Deuxième remake du film mythique de Joe Dante surfant sur la vague des dents de la mer, Piranha version 2010 est nettement mieux réussi que celui de 1995, mais ne surpasse pas le délire visuel de Piranha 2, première oeuvre aujourd'hui culte de James Cameron. D'ailleurs à frozentivi on préfère se faire une bonne séance de ce concombre des mers surréaliste que de se visionner l'intégrale du Titanic - pourtant on rêve à l'improbable crossover des deux films...

Revenons à nos poissons.

Le Piranha de Aja est fort généreux pour l'amateur d'invasion animale. Bien sûr, le scénario est tout ce qu'il y a de plus classique : on est en plein spring break, les étudiants venus de l'Amérique tout entière se rejoignent sur les rives du lac Victoria pour laisser libre court à leurs déferlements hormonaux les plus viles, mais l'eau du lac est déjà plein de plus retors visiteurs : des piranhas ancestraux affamés.
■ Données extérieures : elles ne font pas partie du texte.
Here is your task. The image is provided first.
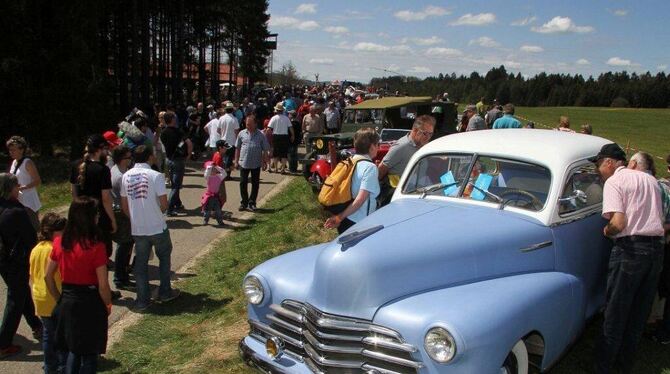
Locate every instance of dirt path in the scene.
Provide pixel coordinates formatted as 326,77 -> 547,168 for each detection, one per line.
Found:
0,163 -> 300,374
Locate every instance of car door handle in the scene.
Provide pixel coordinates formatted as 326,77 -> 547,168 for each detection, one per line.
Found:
521,240 -> 553,252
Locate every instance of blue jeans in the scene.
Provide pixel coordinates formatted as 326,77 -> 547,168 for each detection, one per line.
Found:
65,352 -> 98,374
133,229 -> 172,304
168,159 -> 186,212
114,241 -> 133,284
596,237 -> 663,373
203,196 -> 223,222
41,317 -> 67,374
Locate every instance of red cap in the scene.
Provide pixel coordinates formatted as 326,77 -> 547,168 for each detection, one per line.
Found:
102,131 -> 123,148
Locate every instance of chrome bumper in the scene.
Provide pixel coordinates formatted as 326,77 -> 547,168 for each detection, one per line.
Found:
238,336 -> 312,374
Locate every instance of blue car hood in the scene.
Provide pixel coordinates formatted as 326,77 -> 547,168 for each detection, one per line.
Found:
305,199 -> 554,320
La présentation des principaux protagonistes est vite expédiée, une maman sherif, son adolescent de fils, sa jeune soeur et son petit frère, sa copine - qui n'est pas sa copine -, un réalisateur de porno peu scrupuleux, et ses deux sculpturales actrices, qui malgré leurs attributs mammaires gonflés sont loin d'être aussi silly/conne que prévue.
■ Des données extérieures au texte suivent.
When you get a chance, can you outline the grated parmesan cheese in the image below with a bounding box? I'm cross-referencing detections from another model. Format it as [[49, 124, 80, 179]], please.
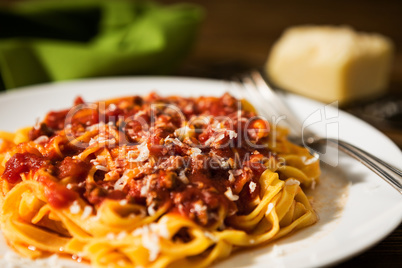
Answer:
[[128, 141, 149, 162], [225, 187, 239, 201], [228, 170, 235, 183], [285, 179, 300, 185], [81, 206, 92, 220], [178, 169, 189, 184], [113, 169, 131, 190], [190, 147, 202, 158], [227, 130, 237, 139]]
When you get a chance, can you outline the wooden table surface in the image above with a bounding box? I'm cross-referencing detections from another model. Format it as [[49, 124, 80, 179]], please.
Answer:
[[159, 0, 402, 267]]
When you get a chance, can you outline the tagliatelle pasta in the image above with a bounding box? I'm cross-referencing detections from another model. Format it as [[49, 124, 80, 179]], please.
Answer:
[[0, 93, 320, 267]]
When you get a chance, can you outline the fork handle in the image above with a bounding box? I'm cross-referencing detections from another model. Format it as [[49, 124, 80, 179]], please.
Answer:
[[327, 139, 402, 194]]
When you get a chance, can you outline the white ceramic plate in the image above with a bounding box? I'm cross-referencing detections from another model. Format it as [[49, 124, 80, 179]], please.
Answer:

Tout ce petit beau monde se trouve éloigné de la fête principale et son acmé, un concours de t-shirt mouillé, mais ça n'a finalement que peu d'importance car les poissons eux, sont partout. Et le massacre de commencer.

Profitant pleinement des avancés technologiques en image de synthèse, Alexandre Aja nous gratifie d'un festival sanglant des plus réussis. Le nombre de personnages bouffés est impressionnant, et le réalisateur en rajoute avec toutes les mutilations permises par l'environnement : torse sectionné par des haubans, visage arraché par des hélices. Ça saigne beaucoup, tout en conservant ce côté over the top et décalé qui caractérise le cinéma gore rigolo. Le film est aussi très appréciable pour tous ceux qui aiment la plastique et les bikinis, ce qui constitue d'ailleurs un met de choix pour les voraces poissons.

Facile à se procurer en DVD pour un franc six sous, Piranha version 2010 ne peut pas décevoir, et on est d'ailleurs bien triste de l'avoir raté en 3D à sa sortie, une 3D pour une fois justifiée.

Maintenant il faut qu'on se trouve la séquelle de ce remake, au titre prometteur : Piranha 3DD.